Ambicioso y desbordante en sus 15 composiciones, Straight Songs of Sorrow es el resultado de una visión honda y visceral sobre la vida y la música que posee el exmiembro de Screaming Trees, el grupo con el que empezó a echar gasolina de la buena al fuego del grunge en los ochenta. Desde que tiró en solitario, Lanegan, que dejó en los noventa sobresalientes obras afiladas como Whiskey for the Holy Ghost y I’ll Take Care of You, siguió la estela de Tom Waits y, especialmente, Nick Cave, tipos capaces de retorcer tanto un blues que lo ahogaban en remordimientos de rock. A partir de ahí, no ha hecho más que revolverse en sus propias tinieblas de drogadicción y depresión hasta convertirse en un músico de difícil molde, un pájaro de la noche sin jaula que en la última década ha experimentado concienzudamente con la electrónica.

El gran autorretrato de Mark Lanegan

Desde ‘I Wouldn’t Want to Say’, un primer corte con el espectro berlinés de David Bowie-Lou Reed-Iggy Pop, Straight Songs of Sorrow muestra todos los Lanegan conocidos con una contundencia atronadora. El músico sabe quién ha sido y quién es y actúa en consecuencia. No solo porque se rodea de lo mejor, con colaboraciones de Adrian Utley de Portishead, Greg Dulli de The Afghan Whigs, Warren Ellis de Bad Seeds, John Paul Jones de Led Zeppelin y Ed Harcourt, sino porque dispara un muestrario de abrasadoras y sombrías viñetas de rock, como ‘Ketamine’, ‘Churchbells, Ghosts’, ‘Ballad of a Dying Rover’ y ‘Bleed All Over’, y de frágiles sensaciones folk como ‘Apples from a Tree’ y ‘This Game of Love’, acompañado de su esposa, Shelley Brien, y rememorando sus apreciados duelos con Isobel Campbell. Todo este conjunto de pegada, de elevarse sobre su propia figura, suena con una épica reforzada, ilustrada en los más de siete minutos de la espectacular ‘Skeleton Key’, una composición que con esa voz hiriente atrapa en su abrazo asfixiante.

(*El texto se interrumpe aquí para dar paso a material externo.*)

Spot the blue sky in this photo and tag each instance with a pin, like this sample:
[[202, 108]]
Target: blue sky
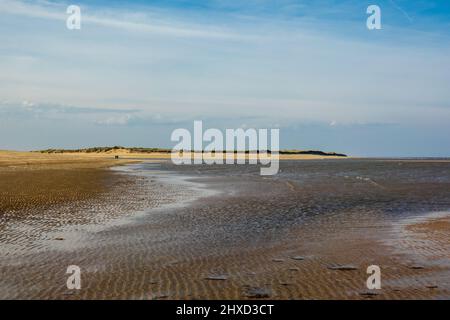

En una época en la que Nick Cave ha alcanzado una altísima cota mística, muy reconocida y fascinante por sus últimos discos, Mark Lanegan le sigue a la zaga, como otro espíritu errante admirable. Y, mientras tanto, en este último vuelo ha dibujado su gran autorretrato. Será difícil de olvidar.

Straight Songs of Sorrow. Mark Lanegan. Heavenly Records / Pias.